X – Thou Shalt Not Covet Thy Neighbor’s… Stamp Collection
As the final chapter, I expected something like a grand statement on the Commandments or the human condition. Instead, we open on a loud, naughty punk frontman urging his audience to break all the Commandments. As the audience whips themselves into a frenzy imagining all the blaspheming and coveting they can do, the performer’s incongruously besuited brother tries to push his way through the crowd. Their father, an Olympian and shut-in, has died, leaving them a house with the windows nailed shut. They discover his ridiculously valuable stamp collection.

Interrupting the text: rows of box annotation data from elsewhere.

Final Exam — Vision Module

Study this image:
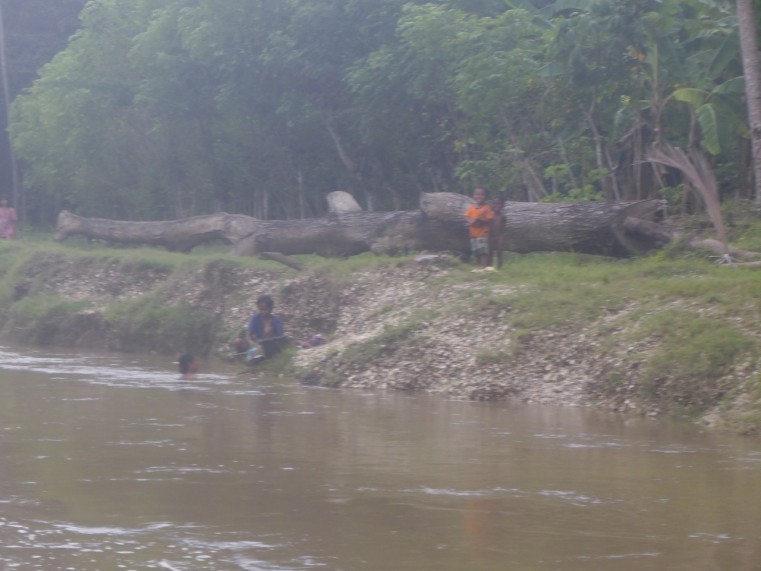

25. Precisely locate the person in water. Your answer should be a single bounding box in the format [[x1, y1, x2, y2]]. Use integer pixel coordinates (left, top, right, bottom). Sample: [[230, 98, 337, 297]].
[[246, 295, 285, 362], [178, 353, 198, 381]]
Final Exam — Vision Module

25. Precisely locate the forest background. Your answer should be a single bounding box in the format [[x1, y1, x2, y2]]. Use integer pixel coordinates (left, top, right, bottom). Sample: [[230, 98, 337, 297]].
[[0, 0, 758, 225]]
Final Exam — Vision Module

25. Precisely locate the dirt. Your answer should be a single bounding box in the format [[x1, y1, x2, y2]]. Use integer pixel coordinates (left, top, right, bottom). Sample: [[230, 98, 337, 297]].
[[4, 252, 748, 432]]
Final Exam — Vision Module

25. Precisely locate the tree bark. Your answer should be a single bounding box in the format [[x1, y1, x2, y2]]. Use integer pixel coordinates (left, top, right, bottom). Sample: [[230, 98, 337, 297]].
[[55, 193, 665, 257], [737, 0, 761, 204]]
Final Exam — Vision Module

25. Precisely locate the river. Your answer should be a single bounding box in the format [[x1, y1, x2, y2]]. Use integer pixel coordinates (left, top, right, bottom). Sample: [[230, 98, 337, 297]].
[[0, 347, 761, 571]]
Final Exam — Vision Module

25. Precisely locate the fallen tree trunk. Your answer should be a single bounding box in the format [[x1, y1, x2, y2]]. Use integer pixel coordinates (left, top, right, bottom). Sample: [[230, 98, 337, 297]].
[[55, 192, 667, 257]]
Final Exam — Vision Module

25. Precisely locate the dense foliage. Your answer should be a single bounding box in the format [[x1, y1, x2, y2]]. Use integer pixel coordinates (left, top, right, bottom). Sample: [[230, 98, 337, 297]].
[[4, 0, 752, 219]]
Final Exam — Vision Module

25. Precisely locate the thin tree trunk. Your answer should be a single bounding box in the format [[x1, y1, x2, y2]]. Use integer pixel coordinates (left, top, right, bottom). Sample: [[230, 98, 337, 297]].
[[737, 0, 761, 205], [0, 1, 21, 220]]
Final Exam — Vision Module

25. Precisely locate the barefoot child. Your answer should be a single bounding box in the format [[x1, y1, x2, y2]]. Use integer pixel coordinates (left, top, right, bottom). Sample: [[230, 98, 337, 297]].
[[489, 195, 505, 269], [465, 187, 494, 272]]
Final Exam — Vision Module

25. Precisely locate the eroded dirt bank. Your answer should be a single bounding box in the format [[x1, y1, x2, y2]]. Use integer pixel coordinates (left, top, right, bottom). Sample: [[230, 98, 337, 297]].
[[2, 255, 751, 432]]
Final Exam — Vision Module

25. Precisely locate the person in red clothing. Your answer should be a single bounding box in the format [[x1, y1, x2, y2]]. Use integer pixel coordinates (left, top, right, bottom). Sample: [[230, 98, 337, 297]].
[[465, 186, 494, 272]]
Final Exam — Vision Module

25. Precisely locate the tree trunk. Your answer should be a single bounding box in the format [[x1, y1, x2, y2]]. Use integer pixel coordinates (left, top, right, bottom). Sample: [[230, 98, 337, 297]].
[[55, 192, 664, 257], [737, 0, 761, 204]]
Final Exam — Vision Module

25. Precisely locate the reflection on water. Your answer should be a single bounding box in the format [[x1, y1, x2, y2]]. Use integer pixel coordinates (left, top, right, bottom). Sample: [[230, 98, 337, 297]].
[[0, 348, 761, 571]]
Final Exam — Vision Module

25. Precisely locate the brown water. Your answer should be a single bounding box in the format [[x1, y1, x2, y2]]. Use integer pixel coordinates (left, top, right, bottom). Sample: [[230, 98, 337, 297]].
[[0, 348, 761, 571]]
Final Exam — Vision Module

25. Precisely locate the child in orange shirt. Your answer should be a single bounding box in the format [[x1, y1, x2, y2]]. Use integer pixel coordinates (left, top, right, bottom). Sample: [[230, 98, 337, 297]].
[[465, 187, 494, 272]]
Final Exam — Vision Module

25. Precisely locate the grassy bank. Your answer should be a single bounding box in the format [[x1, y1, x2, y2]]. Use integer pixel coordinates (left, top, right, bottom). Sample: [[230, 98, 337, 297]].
[[0, 227, 761, 433]]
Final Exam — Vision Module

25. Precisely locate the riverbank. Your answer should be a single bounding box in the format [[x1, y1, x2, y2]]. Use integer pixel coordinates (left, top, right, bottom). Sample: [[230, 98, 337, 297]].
[[0, 237, 761, 433]]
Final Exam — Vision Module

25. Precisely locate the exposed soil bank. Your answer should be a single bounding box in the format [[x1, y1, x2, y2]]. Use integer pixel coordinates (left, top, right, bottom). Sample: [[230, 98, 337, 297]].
[[0, 249, 761, 432]]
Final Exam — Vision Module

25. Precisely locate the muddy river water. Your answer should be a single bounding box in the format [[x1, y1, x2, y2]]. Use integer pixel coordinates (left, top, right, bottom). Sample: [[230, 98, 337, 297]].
[[0, 347, 761, 571]]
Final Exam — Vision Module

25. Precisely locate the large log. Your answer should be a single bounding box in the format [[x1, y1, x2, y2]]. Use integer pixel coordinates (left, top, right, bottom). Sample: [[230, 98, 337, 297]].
[[55, 193, 664, 256], [420, 192, 666, 257]]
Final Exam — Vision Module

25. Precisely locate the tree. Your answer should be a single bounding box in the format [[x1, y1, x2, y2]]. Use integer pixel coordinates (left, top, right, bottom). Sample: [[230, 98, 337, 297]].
[[737, 0, 761, 205]]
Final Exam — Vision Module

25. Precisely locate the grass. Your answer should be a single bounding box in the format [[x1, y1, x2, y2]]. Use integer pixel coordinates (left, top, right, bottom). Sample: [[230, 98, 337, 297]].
[[0, 218, 761, 432]]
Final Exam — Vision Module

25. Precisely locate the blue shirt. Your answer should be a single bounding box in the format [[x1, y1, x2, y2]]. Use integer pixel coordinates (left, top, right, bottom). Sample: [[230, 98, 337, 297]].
[[247, 313, 283, 341]]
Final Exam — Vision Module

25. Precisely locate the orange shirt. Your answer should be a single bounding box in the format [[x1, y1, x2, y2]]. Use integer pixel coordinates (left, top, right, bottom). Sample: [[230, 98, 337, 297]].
[[465, 202, 494, 238]]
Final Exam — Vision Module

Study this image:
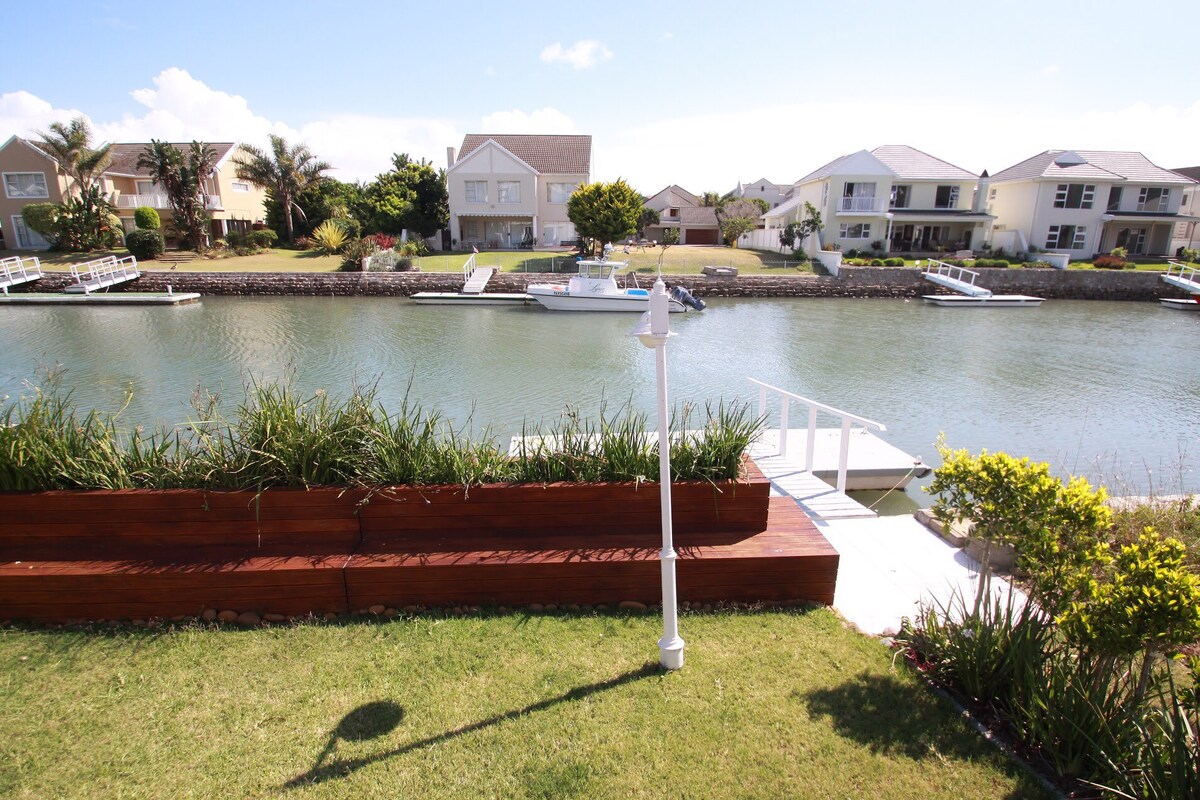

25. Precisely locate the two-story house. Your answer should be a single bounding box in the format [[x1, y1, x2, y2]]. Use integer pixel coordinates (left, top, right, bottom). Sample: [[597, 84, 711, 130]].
[[1171, 167, 1200, 254], [643, 184, 721, 245], [0, 136, 266, 249], [763, 145, 992, 253], [979, 150, 1194, 258], [446, 133, 592, 248]]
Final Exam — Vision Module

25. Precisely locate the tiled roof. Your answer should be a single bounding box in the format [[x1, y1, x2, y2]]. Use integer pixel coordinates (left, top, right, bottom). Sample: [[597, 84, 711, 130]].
[[104, 142, 236, 175], [991, 150, 1188, 184], [871, 144, 979, 181], [458, 133, 592, 174]]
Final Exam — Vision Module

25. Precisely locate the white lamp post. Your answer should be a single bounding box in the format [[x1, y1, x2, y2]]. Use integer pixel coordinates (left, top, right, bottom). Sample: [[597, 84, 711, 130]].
[[630, 276, 684, 669]]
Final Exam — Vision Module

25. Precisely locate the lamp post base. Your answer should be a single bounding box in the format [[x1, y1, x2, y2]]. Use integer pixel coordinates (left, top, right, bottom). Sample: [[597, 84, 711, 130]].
[[659, 636, 684, 669]]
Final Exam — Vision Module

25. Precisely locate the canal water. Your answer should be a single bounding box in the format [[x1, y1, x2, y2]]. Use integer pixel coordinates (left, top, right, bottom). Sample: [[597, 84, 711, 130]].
[[0, 297, 1200, 512]]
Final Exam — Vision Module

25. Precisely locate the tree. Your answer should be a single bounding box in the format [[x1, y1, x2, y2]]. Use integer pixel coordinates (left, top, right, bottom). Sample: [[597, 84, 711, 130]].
[[566, 178, 642, 255], [715, 198, 762, 247], [362, 152, 450, 239], [38, 116, 120, 251], [233, 133, 332, 243], [138, 139, 217, 253]]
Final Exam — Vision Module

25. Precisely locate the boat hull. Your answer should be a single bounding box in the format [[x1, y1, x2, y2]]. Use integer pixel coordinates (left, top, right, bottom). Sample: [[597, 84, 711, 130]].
[[527, 284, 688, 313], [923, 294, 1043, 308]]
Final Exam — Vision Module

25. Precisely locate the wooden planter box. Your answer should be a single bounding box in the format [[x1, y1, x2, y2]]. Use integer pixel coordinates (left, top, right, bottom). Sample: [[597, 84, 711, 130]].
[[0, 462, 836, 619]]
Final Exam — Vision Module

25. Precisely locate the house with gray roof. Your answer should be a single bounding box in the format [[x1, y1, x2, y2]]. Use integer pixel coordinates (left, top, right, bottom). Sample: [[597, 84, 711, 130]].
[[446, 133, 592, 249], [763, 145, 992, 253], [980, 150, 1195, 259]]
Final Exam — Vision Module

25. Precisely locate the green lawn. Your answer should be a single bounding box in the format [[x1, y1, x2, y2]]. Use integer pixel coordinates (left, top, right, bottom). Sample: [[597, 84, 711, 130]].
[[0, 609, 1046, 800]]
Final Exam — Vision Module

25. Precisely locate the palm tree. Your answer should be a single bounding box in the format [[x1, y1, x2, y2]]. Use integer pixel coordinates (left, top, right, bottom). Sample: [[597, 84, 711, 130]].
[[234, 133, 332, 242], [138, 139, 217, 252], [37, 116, 113, 194]]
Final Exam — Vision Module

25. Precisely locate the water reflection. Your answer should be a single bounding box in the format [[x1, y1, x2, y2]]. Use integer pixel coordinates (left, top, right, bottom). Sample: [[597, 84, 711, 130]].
[[0, 297, 1200, 503]]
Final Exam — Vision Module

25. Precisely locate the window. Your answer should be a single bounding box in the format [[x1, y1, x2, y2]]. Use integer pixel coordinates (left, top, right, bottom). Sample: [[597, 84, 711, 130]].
[[12, 213, 50, 249], [1106, 186, 1121, 211], [934, 186, 959, 209], [496, 181, 521, 203], [546, 184, 575, 205], [4, 173, 50, 199], [467, 181, 487, 203], [1054, 184, 1096, 209], [1046, 225, 1087, 249], [1138, 186, 1171, 211]]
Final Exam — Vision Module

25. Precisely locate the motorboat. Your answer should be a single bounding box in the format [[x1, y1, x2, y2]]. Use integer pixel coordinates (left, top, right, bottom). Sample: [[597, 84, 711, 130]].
[[526, 257, 704, 313]]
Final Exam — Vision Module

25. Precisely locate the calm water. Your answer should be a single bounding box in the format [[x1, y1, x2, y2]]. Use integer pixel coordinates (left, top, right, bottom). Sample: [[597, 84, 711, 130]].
[[0, 297, 1200, 513]]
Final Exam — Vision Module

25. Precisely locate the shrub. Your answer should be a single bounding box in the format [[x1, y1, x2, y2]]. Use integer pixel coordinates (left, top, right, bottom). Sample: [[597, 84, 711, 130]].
[[338, 237, 377, 272], [125, 227, 167, 261], [133, 205, 162, 230], [311, 219, 348, 255]]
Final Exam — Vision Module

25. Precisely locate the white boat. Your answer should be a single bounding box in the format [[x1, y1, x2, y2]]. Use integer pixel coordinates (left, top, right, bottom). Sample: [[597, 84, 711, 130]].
[[923, 294, 1043, 308], [526, 258, 704, 313]]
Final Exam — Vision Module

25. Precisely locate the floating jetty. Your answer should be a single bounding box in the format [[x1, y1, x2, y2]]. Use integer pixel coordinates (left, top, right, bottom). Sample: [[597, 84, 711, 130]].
[[0, 291, 200, 306]]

There’s a lot going on in this setup, befitting a gentle departure from the other episodes. Entries I through IX while rich in their implications were generally spare in their details and straight-faced in their presentation. X’s comedy is heightened to a level not seen in the other episodes, playing up the contrast between the brothers as they sift through their father’s legacy. It’s still real and a bit painful at times. Mortality and money add weight to the scenario. But the finale spends the least amount of time in darkness than any of the others. As sins go, philately sounds a lot worse than it is.
It’s all tragic, funny and bittersweet. Maybe this is the grand statement after all.